本発明は、粉体を圧縮して錠剤、食品、又は電子部品等を成形するための粉体圧縮成形機に用いられ、粉体を攪拌して臼孔内に充填する攪拌フィードシュー、及びこのような攪拌フィードシューを備えた粉体圧縮成形機に関する。
従来より、粉体の臼への充填を均一化するために、粉体を攪拌して臼に供給する攪拌フィードシューを備えた粉体圧縮成形機が知られている。攪拌フィードシューは、互いに反対方向に回転する攪拌羽根をハウジング内に収納し、そのハウジング内で粉体を攪拌しながら、攪拌羽根の下を通過する各臼に粉体を充填して、各臼毎に均等な充填量となるようにするものである。前記攪拌羽根は、回転盤から浮いた状態で回転するように、ハウジング内に取り付けてある(例えば、特許文献1を参照)。

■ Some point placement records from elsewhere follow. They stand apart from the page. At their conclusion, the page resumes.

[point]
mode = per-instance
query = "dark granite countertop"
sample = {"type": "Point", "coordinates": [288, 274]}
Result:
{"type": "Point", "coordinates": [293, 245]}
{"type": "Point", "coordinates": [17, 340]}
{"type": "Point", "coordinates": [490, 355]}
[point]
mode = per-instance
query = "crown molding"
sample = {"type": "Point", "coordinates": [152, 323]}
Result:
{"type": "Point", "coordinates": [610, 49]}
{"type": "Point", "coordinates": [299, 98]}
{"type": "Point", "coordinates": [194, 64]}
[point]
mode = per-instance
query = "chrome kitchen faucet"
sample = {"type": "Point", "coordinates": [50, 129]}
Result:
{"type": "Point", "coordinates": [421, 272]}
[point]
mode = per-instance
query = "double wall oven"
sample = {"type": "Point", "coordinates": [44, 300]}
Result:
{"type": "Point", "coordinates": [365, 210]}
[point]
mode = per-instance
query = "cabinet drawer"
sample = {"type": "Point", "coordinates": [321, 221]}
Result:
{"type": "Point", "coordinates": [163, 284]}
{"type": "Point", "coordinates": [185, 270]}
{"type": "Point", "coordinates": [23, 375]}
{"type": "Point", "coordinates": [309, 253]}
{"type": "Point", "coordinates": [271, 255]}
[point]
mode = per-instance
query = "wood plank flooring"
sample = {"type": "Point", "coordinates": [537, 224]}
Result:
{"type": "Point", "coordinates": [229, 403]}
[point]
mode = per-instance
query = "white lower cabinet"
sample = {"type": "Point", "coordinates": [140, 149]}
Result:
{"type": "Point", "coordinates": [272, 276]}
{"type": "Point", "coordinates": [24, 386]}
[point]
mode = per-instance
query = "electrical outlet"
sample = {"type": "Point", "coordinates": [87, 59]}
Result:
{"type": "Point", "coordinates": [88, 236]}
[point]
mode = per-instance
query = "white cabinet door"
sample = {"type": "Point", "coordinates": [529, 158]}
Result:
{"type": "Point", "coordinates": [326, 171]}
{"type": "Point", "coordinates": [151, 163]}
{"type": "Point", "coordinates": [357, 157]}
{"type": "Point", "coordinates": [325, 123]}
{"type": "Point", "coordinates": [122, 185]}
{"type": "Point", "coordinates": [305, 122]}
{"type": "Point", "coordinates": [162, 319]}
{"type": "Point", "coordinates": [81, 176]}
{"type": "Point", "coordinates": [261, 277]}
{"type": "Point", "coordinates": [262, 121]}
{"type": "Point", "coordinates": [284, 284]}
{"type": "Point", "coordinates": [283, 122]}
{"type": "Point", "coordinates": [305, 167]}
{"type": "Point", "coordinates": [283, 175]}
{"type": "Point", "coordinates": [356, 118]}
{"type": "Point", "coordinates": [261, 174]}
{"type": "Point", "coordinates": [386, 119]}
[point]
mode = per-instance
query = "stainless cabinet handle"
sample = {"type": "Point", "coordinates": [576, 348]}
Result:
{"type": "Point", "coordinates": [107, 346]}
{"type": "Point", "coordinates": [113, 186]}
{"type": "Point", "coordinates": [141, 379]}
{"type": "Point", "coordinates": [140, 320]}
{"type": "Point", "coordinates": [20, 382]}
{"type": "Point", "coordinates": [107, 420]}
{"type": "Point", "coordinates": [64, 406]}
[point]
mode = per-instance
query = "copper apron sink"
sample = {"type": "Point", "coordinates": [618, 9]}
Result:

しかして、特に粒子が細かい粉体を臼孔内に充填する際には、粉体が塊になる等して粉体の流動性が低くなる場合があり、そのため、臼孔内に粉体の充填性が悪くなるという問題や、ハウジング内の回転盤の回転方向下流側に粉体がたまり、攪拌フィードシューと回転盤の盤面との間から粉体が漏れるという問題があった。
登録実用新案公報第3052283号
本発明は以上の点に着目し、攪拌フィードシュー内での粉体の流動性を改善すること、並びに臼孔内への粉体の充填性の改善及び攪拌フィードシューと回転盤の盤面との間からの粉体漏れを防止することを目的とする。
すなわち、本発明に係る攪拌フィードシューは、臼孔を有する少なくとも一つの臼又はテーブルと、この臼の上下にそれぞれ上下摺動可能に保持された上杵及び下杵と、これら上杵及び下杵を利用して臼孔内に充填された粉体を圧縮成形する粉体圧縮機構とを備える粉体圧縮成形機に備えられる攪拌フィードシューであって、回転して粉体を攪拌する攪拌羽根と、前記攪拌羽根を収容するハウジングと、このハウジング内に気体を流通させるための気体流通手段とを有することを特徴とする。
このようなものであれば、前記気体流通手段によってハウジング内に気体を流通させることにより、粉体はハウジング内の気体の流れによっても攪拌される。従って、粉体の流動性がさらに改善し、臼孔内への粉体の充填性を改善でき、また、攪拌フィードシューと回転盤の盤面との間からの粉体漏れを防止できる。さらに、気体をハウジング内に流通させることにより、攪拌羽根の回転がスムーズになり、攪拌羽根の回転だけでは流動しない粉体をも流動させられる。
ここで、本発明の「テーブル」は、臼孔を備えた臼を配置してなるものでもよく、臼孔として機能する孔を直接穿設するものでもよい。
気体流通手段は、ハウジング内に気体を流通させるものであればどのようなものであってもよいが、ハウジング内、又はハウジング内及び粉体供給機構の領域内で気体を循環させハウジング内に気体を流通させる構成が好ましい。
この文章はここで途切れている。